En ce qui concerne les vertus de la prière en particulier, plusieurs synthèses d’études concluent que, malgré beaucoup d'imperfections méthodologiques, elles tendraient à démontrer les effets bénéfiques de la prière pour certaines maladies6, dont les problèmes cardiaques (voir Applications thérapeutiques).
Beaucoup d’experts demeurent sceptiques devant ces résultats. C’est notamment le cas du Dr Richard Sloan24, psychiatre et professeur à l'Université Columbia de New York.
Selon lui, les études sur la prière par intercession manquent de rigueur et présentent d’importantes lacunes méthodologiques.
De plus, il considère que la médecine outrepasse sa sphère d’activité quand elle se mêle de spiritualité.
Même s’il admet que, pour beaucoup de personnes, la religion apporte un réconfort quand la maladie frappe, cela ne signifie pas pour autant que la médecine devrait considérer les pratiques religieuses comme un traitement complémentaire25.
C’est également l’avis du professeur en philosophie Derek Turner, pour qui le fait d’étudier la prière à distance, comme s’il s’agissait d’un médicament, est un non-sens éthique et méthodologique26.

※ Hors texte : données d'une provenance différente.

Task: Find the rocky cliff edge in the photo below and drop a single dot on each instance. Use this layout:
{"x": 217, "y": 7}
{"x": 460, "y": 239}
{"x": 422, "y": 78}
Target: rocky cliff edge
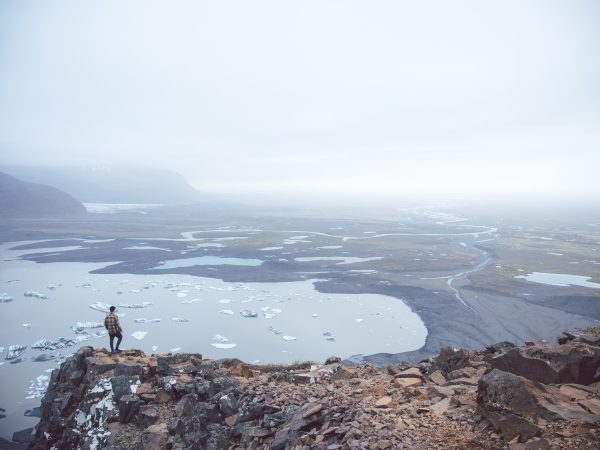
{"x": 541, "y": 396}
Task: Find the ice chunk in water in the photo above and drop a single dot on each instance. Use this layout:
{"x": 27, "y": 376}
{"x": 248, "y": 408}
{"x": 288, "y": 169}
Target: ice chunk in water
{"x": 45, "y": 344}
{"x": 80, "y": 327}
{"x": 36, "y": 295}
{"x": 14, "y": 351}
{"x": 37, "y": 388}
{"x": 135, "y": 305}
{"x": 139, "y": 335}
{"x": 329, "y": 336}
{"x": 44, "y": 357}
{"x": 99, "y": 306}
{"x": 220, "y": 341}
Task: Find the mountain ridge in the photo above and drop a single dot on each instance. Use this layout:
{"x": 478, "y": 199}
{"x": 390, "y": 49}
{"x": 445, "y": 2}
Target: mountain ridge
{"x": 112, "y": 184}
{"x": 22, "y": 198}
{"x": 540, "y": 396}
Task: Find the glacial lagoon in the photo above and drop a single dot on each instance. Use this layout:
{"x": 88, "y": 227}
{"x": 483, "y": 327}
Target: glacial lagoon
{"x": 257, "y": 322}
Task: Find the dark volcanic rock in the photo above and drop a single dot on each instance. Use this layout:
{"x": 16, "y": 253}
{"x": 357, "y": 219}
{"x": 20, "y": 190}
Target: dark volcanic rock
{"x": 20, "y": 198}
{"x": 576, "y": 362}
{"x": 181, "y": 401}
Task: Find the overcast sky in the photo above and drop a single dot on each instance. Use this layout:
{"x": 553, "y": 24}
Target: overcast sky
{"x": 310, "y": 96}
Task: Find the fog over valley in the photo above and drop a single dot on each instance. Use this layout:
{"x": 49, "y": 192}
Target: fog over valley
{"x": 322, "y": 224}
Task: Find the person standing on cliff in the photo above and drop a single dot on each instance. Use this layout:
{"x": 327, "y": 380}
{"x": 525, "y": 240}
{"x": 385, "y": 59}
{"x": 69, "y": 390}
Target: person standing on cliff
{"x": 111, "y": 323}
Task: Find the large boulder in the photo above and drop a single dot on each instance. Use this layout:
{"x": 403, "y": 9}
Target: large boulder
{"x": 573, "y": 362}
{"x": 513, "y": 404}
{"x": 451, "y": 359}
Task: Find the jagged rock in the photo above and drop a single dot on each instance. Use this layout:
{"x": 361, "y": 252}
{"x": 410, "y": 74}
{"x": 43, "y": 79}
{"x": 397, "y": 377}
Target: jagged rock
{"x": 451, "y": 359}
{"x": 155, "y": 437}
{"x": 440, "y": 407}
{"x": 333, "y": 360}
{"x": 148, "y": 415}
{"x": 411, "y": 372}
{"x": 124, "y": 385}
{"x": 437, "y": 377}
{"x": 128, "y": 368}
{"x": 165, "y": 365}
{"x": 23, "y": 436}
{"x": 383, "y": 402}
{"x": 222, "y": 386}
{"x": 574, "y": 362}
{"x": 407, "y": 382}
{"x": 294, "y": 425}
{"x": 499, "y": 347}
{"x": 512, "y": 403}
{"x": 532, "y": 444}
{"x": 228, "y": 404}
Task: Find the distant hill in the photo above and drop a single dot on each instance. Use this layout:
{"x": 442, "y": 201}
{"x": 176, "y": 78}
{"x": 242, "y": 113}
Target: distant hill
{"x": 20, "y": 198}
{"x": 112, "y": 184}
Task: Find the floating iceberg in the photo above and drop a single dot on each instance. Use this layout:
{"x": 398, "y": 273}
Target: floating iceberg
{"x": 222, "y": 342}
{"x": 135, "y": 305}
{"x": 35, "y": 295}
{"x": 45, "y": 344}
{"x": 329, "y": 336}
{"x": 139, "y": 335}
{"x": 99, "y": 306}
{"x": 14, "y": 351}
{"x": 85, "y": 336}
{"x": 37, "y": 388}
{"x": 44, "y": 357}
{"x": 80, "y": 327}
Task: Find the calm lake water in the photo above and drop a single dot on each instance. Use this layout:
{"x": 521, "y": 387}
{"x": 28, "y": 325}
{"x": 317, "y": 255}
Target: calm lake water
{"x": 293, "y": 321}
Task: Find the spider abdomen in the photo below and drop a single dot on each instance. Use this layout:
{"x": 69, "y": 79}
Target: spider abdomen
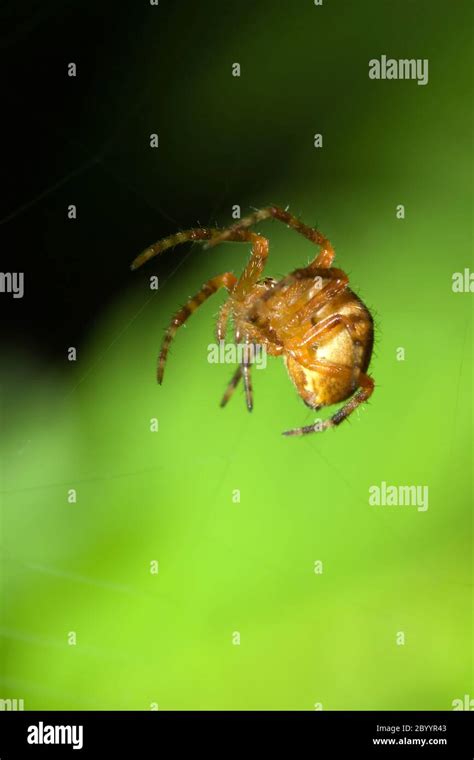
{"x": 327, "y": 371}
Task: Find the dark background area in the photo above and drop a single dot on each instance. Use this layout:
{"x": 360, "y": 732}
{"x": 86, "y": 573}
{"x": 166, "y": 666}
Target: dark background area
{"x": 63, "y": 142}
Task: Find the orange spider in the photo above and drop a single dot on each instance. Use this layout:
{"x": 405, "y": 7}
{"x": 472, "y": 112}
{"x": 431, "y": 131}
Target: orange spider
{"x": 311, "y": 318}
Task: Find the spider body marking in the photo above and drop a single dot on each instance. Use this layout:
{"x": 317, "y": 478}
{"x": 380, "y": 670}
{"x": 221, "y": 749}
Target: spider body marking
{"x": 310, "y": 318}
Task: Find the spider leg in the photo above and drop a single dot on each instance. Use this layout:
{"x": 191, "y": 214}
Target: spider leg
{"x": 366, "y": 387}
{"x": 252, "y": 271}
{"x": 247, "y": 377}
{"x": 226, "y": 280}
{"x": 194, "y": 235}
{"x": 324, "y": 258}
{"x": 232, "y": 385}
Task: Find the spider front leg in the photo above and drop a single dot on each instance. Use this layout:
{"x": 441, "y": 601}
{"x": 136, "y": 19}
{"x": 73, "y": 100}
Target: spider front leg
{"x": 247, "y": 377}
{"x": 226, "y": 280}
{"x": 366, "y": 388}
{"x": 234, "y": 381}
{"x": 324, "y": 258}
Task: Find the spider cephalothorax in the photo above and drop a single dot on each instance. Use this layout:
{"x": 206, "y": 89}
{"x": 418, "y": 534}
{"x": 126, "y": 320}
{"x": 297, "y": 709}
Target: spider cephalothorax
{"x": 311, "y": 318}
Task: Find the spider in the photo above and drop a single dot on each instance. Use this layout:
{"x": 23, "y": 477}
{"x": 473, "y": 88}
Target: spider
{"x": 311, "y": 318}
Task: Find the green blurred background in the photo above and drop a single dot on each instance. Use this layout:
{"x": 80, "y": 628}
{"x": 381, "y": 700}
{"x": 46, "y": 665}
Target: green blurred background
{"x": 166, "y": 639}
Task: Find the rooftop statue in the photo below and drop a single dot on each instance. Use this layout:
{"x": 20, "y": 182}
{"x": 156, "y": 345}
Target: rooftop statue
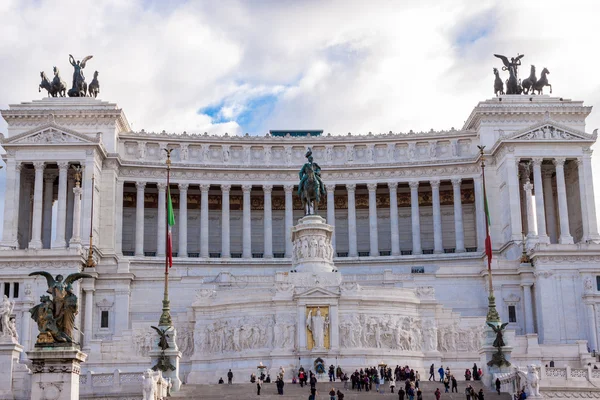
{"x": 310, "y": 188}
{"x": 56, "y": 316}
{"x": 514, "y": 85}
{"x": 79, "y": 88}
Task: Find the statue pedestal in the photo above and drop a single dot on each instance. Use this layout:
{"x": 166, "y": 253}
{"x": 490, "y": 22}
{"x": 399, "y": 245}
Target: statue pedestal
{"x": 55, "y": 372}
{"x": 172, "y": 355}
{"x": 312, "y": 249}
{"x": 10, "y": 351}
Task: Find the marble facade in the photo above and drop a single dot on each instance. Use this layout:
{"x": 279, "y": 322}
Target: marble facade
{"x": 405, "y": 274}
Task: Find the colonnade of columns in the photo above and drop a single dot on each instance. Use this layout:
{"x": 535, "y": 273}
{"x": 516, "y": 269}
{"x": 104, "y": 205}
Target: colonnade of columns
{"x": 542, "y": 224}
{"x": 40, "y": 206}
{"x": 267, "y": 190}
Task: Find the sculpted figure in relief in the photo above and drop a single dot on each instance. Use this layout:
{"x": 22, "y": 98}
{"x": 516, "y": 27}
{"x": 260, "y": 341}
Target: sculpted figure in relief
{"x": 316, "y": 324}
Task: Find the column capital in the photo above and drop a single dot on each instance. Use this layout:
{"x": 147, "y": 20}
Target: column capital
{"x": 537, "y": 161}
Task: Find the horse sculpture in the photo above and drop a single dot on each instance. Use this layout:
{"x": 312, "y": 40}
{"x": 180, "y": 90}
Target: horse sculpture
{"x": 498, "y": 84}
{"x": 543, "y": 81}
{"x": 94, "y": 87}
{"x": 530, "y": 81}
{"x": 310, "y": 194}
{"x": 58, "y": 85}
{"x": 45, "y": 84}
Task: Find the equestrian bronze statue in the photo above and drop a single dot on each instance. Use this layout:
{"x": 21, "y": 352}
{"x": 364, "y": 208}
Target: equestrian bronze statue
{"x": 310, "y": 188}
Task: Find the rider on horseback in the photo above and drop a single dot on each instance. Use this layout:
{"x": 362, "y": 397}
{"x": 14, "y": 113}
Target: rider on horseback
{"x": 304, "y": 172}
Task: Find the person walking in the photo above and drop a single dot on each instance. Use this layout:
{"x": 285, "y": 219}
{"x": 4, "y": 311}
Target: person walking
{"x": 401, "y": 393}
{"x": 332, "y": 394}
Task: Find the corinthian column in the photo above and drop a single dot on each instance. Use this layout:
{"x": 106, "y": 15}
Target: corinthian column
{"x": 182, "y": 251}
{"x": 373, "y": 234}
{"x": 331, "y": 211}
{"x": 76, "y": 236}
{"x": 47, "y": 211}
{"x": 61, "y": 218}
{"x": 352, "y": 245}
{"x": 246, "y": 221}
{"x": 36, "y": 228}
{"x": 289, "y": 219}
{"x": 161, "y": 220}
{"x": 225, "y": 236}
{"x": 437, "y": 217}
{"x": 204, "y": 221}
{"x": 549, "y": 205}
{"x": 268, "y": 222}
{"x": 458, "y": 224}
{"x": 539, "y": 200}
{"x": 139, "y": 219}
{"x": 416, "y": 218}
{"x": 563, "y": 211}
{"x": 395, "y": 234}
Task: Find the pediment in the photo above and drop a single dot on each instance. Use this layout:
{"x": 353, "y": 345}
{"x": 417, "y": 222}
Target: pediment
{"x": 50, "y": 134}
{"x": 318, "y": 292}
{"x": 549, "y": 131}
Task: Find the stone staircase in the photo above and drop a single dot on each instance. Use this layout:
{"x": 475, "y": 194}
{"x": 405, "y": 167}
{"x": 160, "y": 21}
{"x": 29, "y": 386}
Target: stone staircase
{"x": 242, "y": 391}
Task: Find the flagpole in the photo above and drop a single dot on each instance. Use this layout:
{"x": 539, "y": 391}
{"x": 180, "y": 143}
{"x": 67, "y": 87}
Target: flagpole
{"x": 165, "y": 317}
{"x": 492, "y": 315}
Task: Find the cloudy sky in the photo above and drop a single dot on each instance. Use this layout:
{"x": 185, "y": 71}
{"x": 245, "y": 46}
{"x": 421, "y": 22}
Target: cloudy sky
{"x": 340, "y": 66}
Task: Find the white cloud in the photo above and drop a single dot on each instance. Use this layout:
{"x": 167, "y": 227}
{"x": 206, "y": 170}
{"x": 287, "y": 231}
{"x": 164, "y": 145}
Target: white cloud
{"x": 339, "y": 66}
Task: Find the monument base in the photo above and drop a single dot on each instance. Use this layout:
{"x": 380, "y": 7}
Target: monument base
{"x": 168, "y": 357}
{"x": 55, "y": 372}
{"x": 10, "y": 352}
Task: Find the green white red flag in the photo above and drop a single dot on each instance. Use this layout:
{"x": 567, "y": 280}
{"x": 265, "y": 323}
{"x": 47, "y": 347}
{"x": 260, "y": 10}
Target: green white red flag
{"x": 170, "y": 223}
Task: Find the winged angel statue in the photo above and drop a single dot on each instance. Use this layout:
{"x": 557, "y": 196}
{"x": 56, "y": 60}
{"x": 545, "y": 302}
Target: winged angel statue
{"x": 56, "y": 317}
{"x": 79, "y": 88}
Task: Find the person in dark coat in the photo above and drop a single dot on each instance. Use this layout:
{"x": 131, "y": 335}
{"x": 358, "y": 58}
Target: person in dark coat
{"x": 401, "y": 394}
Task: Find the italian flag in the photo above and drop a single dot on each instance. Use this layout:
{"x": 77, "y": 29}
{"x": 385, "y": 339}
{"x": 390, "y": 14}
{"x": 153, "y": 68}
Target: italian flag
{"x": 170, "y": 223}
{"x": 488, "y": 238}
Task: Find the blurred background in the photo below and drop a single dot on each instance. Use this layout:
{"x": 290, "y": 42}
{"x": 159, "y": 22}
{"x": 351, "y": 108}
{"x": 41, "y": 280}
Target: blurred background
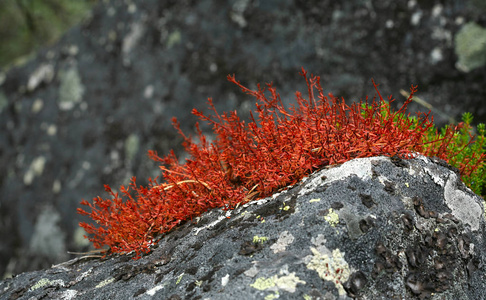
{"x": 88, "y": 87}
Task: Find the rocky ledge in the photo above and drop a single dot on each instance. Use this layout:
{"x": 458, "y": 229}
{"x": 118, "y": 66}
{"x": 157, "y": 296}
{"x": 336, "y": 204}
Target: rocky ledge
{"x": 371, "y": 228}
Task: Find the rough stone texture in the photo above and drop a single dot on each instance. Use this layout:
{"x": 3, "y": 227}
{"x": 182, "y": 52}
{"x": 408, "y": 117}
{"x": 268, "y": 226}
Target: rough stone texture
{"x": 85, "y": 111}
{"x": 371, "y": 228}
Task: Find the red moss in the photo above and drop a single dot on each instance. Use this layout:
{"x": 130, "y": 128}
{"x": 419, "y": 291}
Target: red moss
{"x": 275, "y": 149}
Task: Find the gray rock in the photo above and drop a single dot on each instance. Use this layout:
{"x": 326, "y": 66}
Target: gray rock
{"x": 84, "y": 111}
{"x": 371, "y": 228}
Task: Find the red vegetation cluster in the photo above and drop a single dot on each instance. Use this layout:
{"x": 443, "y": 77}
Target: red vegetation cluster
{"x": 249, "y": 160}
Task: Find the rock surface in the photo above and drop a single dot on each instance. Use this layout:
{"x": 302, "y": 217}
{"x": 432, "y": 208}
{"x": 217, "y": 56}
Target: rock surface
{"x": 85, "y": 111}
{"x": 371, "y": 228}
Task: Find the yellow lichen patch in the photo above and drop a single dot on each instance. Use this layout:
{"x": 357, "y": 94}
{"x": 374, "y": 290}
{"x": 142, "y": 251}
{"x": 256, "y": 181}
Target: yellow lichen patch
{"x": 332, "y": 218}
{"x": 287, "y": 283}
{"x": 334, "y": 269}
{"x": 259, "y": 239}
{"x": 285, "y": 207}
{"x": 41, "y": 283}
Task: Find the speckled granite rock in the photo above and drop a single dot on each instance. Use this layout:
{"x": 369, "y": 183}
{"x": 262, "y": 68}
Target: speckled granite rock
{"x": 85, "y": 110}
{"x": 372, "y": 228}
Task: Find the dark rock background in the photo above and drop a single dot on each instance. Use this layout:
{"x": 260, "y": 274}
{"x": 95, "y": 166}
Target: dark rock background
{"x": 84, "y": 111}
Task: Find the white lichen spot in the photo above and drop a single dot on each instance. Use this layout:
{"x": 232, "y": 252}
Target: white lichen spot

Il déplore que plusieurs études sur le sujet aient été conduites sans l’obtention du consentement éclairé des participants faisant ainsi abstraction du droit fondamental des gens de se retirer de tels projets.
Cet auteur soulève également de nombreuses questions comme le fait que rien n’empêche les participants de recevoir des prières de leurs proches ou que les groupes de prière ne décident de prier également pour les participants du groupe contrôle.
Il termine en mentionnant que les études portant sur la prière à distance ne font, finalement, que reproduirent les tensions ancestrales entre science et religion.